El
Tribunal Superior de Justicia de Catalunya (TSJC) ha
ratificado el derecho de un trabajador a recibir una
pensión por invalidez permanente al entender que la
inhalación de productos químicos en la empresa de
productos ortopédicos donde trabajó durante 22 años le
han provocado la fibrosis pulmonar que padece.
La historia se remonta a
enero de 2003, cuando al afectado, Julio P.N., de 41 años,
se le diagnosticó una fibrosis pulmonar con severo
deterioro de la función respiratoria que conllevó un
transplante de pulmón en junio de 2003 y que desembocó en
una grave alteración respiratoria.
El Instituto Nacional de
la Seguridad Social (INSS) declaró al demandante en
situación de incapacidad permanente absoluta en febrero
del mismo año por enfermedad común, resolución contra la
que Julio P.N. interpuso una reclamación previa al
entender que su afección se deriva de una enfermedad
profesional. El INSS, no obstante, desestimó dicha
pretensión.
PRODUCTOS
QUÍMICOS Y VENTILACIÓN INADECUADA
El afectado estuvo
trabajando durante 22 años en los talleres de zapatería,
plantillas y albardería y mecánica de la empresa,
situados en Barcelona.

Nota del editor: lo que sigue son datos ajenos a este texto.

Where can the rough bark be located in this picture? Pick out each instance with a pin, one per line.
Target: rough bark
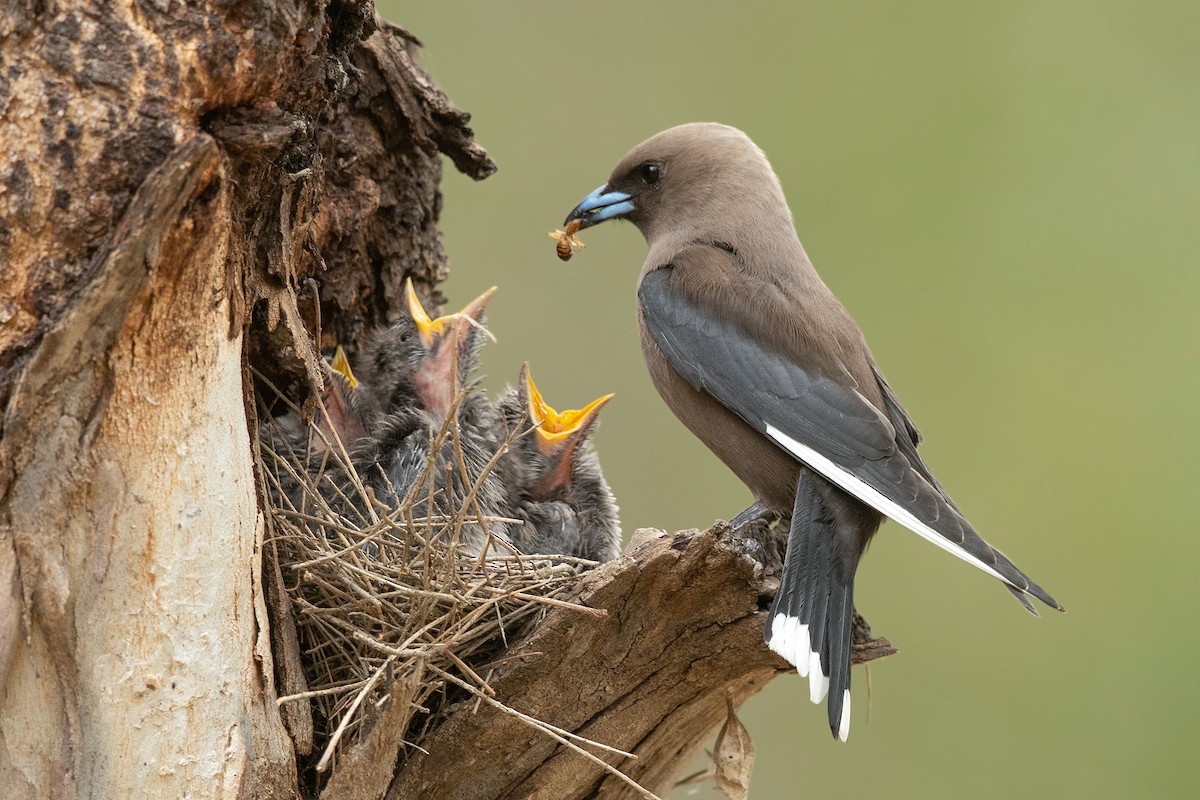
(173, 179)
(191, 192)
(682, 638)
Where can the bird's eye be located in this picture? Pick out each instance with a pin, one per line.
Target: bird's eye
(649, 173)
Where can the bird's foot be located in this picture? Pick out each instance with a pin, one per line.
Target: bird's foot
(755, 513)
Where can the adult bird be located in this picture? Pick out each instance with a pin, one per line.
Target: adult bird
(759, 360)
(553, 479)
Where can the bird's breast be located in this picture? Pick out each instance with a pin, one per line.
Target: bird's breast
(769, 473)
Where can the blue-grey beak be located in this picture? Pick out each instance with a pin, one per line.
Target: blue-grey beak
(601, 205)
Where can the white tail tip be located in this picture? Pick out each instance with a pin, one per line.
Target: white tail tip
(844, 726)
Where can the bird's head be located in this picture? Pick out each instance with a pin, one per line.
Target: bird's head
(424, 360)
(699, 176)
(557, 438)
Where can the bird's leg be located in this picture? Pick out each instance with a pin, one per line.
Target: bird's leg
(756, 512)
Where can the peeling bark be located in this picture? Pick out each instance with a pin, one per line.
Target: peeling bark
(192, 194)
(172, 178)
(682, 638)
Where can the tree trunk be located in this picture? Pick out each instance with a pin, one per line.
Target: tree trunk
(191, 194)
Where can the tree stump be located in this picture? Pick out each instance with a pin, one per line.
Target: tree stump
(192, 194)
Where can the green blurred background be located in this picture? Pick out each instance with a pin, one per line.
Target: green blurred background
(1007, 197)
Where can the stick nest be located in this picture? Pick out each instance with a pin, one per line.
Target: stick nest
(384, 597)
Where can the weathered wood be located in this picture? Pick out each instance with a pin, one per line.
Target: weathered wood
(172, 179)
(682, 637)
(190, 191)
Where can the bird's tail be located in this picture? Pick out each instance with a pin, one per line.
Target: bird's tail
(811, 619)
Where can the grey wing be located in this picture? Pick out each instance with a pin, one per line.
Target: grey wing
(831, 428)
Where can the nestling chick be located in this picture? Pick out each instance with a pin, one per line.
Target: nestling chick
(553, 480)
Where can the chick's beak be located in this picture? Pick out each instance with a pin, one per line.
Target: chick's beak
(556, 428)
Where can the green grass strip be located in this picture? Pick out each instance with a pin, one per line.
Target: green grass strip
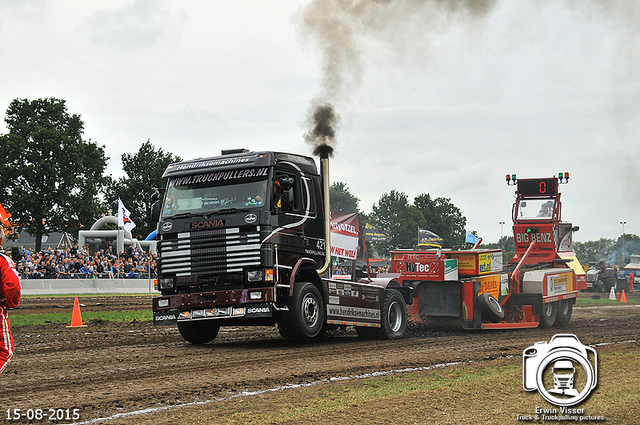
(57, 318)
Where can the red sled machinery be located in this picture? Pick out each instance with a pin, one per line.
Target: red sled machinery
(537, 287)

En las diferentes salas, según un
informe de la Conselleria de Trabajo, se manipulan
productos químicos de forma continuada durante la jornada
laboral y los talleres no disponen de sistemas de
ventilación adecuados.
Los trabajadores, además,
no cuentan con equipos de protección respiratoria contra
los gases y vapores de disolventes orgánicos, unos
productos químicos nocivos que pueden provocar afecciones
respiratorias.
El informe, según la
sentencia, concluye que "las actuales condiciones de
trabajo no permiten garantizar la seguridad y salud de los
operarios en los talleres de la empresa, en particular en
lo que respecta al riesgo de inhalación y contacto con los
vapores de los disolventes utilizados".
Al parecer, la empresa no
realizaba revisiones médicas a la plantilla para controlar
la posible afectación de los trabajadores por el uso de
sustancias químicas y éstos tampoco recibían formación
sobre las características de los productos.
DEFICIENTE
POLÍTICA DE PREVENCIÓN DE RIESGOS
Por otra parte, un segundo
informe de un doctor del Centro de Seguridad y Condiciones
de Salud en el trabajo de la Conselleria de Trabajo,
asegura que "lo que sí es seguro es que, como
mínimo, el hecho de haber sido expuesto a sustancias
nocivas para el aparato respiratorio ha agravado la
patología respiratoria del paciente y puede haber influido
en la grave y mala evolución de ésta".
Esta exposición a agentes
tóxicos, según el experto, "se ha producido
básicamente por unas inadecuadas condiciones de trabajo
[...] y por una deficiente política de prevención de
riesgos laborales"
El Juzgado de lo Social
número 25 de Barcelona ya dictó sentencia sobre el caso
el 22 de diciembre de 2003 y declaró la situación de
invalidez permanente por enfermedad profesional del
demandante y su derecho a recibir una pensión de 22.528,55
euros al año.
La empresa demandada y el
INSS, no obstante, interpusieron un recurso de suplicación
contra dicha resolución al entender que la enfermedad del
trabajador no se debe a la inhalación de productos
químicos, ya que la fibrosis pulmonar "puede tener
otras muchas causas".
Finalmente, la Sala de lo
Social del TSJC ha desestimado el recurso y ha confirmado
la resolución del Juzgado de lo Social número 25 de
Barcelona, por lo que el trabajador recibirá la pensión
de 22.528,55 euros al año que le corresponde.
El Alto Tribunal catalán
entiende que el demandante estuvo trabajando con unas
condiciones de ventilación que "no pueden ser
consideradas óptimas" y que es "lógico"
que estuviera en situación de inhalar unas sustancias que
pudieron desencadenar su enfermedad.